While Betts would appear to be a great table setter and expect to see time at the top of the lineup, John Farrell has been anything but traditional with his lineups.  Recently Brock Holt has been the leadoff hitter, with Pedroia, Ortiz and Napoli in the 3-4-5 holes.  The rest of the lineup is a crap shoot, with Bogaerts batting 2nd or 7th, Stephen Drew batting 6th or 8th, and Jonny Gomes, AJ Pierzynski, Daniel Nava all getting at-bats in the 6-9 slots.  Betts should leadoff, but I can see him at the end of the lineup as well, perhaps 7th, with Drew and Bradley Jr after him.

What are the fantasy implications of his batting order position?  Well certainly he stands to score more runs with hitters like Ortiz and Napoli coming up behind him.  He also is more likely to be put in position to steal bases with better hitters coming up because those hitters can afford to take a strike to let him steal, while the Gomes’ and Drew’s of the world are less successful in pitcher’s counts.

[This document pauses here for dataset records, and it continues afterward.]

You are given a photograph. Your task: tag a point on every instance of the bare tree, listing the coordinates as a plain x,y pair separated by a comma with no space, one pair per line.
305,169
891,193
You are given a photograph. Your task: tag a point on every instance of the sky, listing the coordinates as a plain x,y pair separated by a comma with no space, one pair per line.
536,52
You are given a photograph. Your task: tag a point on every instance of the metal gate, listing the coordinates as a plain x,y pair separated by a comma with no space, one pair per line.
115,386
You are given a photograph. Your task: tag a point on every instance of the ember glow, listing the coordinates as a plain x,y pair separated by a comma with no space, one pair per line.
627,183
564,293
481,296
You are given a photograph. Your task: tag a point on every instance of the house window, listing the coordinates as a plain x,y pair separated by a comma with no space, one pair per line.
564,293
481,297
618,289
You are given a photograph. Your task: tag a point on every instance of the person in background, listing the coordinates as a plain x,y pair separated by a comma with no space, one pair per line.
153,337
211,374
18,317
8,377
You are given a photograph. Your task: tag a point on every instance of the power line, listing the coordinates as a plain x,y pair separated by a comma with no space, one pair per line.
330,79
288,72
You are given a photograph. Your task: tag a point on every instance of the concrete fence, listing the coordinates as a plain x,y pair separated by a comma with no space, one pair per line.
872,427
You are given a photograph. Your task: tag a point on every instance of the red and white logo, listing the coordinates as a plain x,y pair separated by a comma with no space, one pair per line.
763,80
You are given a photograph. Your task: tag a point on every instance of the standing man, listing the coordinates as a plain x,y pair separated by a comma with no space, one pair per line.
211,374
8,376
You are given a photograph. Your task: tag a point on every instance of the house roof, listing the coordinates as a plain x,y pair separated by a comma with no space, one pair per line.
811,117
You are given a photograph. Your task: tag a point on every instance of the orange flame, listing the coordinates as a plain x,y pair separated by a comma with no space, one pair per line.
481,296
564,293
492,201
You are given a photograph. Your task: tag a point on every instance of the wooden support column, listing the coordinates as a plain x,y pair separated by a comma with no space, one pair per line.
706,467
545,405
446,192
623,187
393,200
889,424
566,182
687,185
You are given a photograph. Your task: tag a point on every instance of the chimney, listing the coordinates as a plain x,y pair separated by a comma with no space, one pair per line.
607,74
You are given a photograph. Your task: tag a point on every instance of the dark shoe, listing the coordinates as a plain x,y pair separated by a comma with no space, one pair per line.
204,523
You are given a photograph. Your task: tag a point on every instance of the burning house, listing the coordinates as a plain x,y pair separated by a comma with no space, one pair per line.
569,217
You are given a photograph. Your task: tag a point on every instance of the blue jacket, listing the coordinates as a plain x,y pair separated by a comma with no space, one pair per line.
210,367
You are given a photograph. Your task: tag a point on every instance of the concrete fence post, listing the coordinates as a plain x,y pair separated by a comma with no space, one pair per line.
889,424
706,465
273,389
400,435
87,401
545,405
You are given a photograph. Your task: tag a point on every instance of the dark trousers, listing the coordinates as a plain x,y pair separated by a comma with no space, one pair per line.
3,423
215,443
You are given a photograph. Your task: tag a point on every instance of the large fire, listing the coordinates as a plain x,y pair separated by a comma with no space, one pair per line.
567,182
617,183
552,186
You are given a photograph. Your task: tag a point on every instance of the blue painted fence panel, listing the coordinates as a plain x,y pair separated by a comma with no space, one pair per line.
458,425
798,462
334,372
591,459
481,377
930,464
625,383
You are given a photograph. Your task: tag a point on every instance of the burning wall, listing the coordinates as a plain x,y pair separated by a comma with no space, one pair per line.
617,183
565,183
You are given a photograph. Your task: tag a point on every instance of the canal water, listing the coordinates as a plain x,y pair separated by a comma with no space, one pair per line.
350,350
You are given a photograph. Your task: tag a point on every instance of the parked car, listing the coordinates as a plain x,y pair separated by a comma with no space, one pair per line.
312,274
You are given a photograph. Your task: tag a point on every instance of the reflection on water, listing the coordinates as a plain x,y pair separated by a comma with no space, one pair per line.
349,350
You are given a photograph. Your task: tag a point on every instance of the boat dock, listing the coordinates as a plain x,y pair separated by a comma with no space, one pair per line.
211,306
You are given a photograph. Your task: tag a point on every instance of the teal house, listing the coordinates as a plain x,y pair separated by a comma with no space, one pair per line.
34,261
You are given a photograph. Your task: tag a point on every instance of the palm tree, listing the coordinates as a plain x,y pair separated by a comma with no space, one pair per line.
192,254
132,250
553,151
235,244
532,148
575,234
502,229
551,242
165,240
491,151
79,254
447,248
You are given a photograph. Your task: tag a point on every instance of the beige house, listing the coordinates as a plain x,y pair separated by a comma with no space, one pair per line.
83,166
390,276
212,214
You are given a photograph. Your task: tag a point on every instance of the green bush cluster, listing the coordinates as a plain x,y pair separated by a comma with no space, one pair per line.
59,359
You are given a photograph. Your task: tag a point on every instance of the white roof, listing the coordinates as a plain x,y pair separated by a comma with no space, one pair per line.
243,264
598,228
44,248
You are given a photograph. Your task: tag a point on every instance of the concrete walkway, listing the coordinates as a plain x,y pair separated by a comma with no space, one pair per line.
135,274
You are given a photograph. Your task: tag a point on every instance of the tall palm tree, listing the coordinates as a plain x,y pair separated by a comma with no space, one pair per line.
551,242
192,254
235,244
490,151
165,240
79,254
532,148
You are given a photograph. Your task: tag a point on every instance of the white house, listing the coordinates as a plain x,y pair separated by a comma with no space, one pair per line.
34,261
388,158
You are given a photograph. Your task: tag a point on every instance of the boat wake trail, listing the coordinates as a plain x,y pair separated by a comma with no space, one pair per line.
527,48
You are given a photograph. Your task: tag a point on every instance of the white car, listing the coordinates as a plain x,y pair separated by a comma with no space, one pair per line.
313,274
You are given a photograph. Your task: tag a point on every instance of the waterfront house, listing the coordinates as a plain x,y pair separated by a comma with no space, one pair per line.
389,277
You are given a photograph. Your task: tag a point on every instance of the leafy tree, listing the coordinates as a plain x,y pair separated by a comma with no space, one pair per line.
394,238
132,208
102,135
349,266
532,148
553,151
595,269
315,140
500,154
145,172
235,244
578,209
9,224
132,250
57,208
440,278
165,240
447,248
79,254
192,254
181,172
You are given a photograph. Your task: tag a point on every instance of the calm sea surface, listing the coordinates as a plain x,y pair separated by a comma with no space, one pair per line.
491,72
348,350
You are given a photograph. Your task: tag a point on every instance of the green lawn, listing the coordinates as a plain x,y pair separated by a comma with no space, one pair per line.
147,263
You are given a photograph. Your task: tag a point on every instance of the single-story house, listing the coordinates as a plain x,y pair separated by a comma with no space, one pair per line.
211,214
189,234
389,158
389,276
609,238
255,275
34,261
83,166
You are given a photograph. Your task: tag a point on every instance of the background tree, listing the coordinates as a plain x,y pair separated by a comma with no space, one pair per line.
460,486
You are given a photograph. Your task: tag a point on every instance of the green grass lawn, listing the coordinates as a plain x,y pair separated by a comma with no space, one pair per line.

What do I think will happen with Betts?  I would love to see him play basically everyday, I mean why call him up if you are not going to play him.  If the Sox did not intend to make him a full-time player, they should have left him in AAA to showcase and have his legend (and trade value) soar.  If Betts’ can play everyday, I expect he should get on base, steal and score some runs.  Depending on his position eligibility (OF in ESPN, 2B in CBS and SS in Yahoo), he is certainly worth a speculative add.  Playing the rest of the season, Betts could steal double-digit bases, score 30 runs and hopefully hold his own with a .280 average.  He could certainly outperform those numbers, but he could also struggle as so many have and find himself back in AAA.  As a fan, I can only hope the Red Sox are truly invested in Mookie Betts and allow him to work through any growing pains he may face in adjusting to MLB play.  It would be a shame to stunt his development by playing him 2-3 times a week when he could be playing every night in AAA.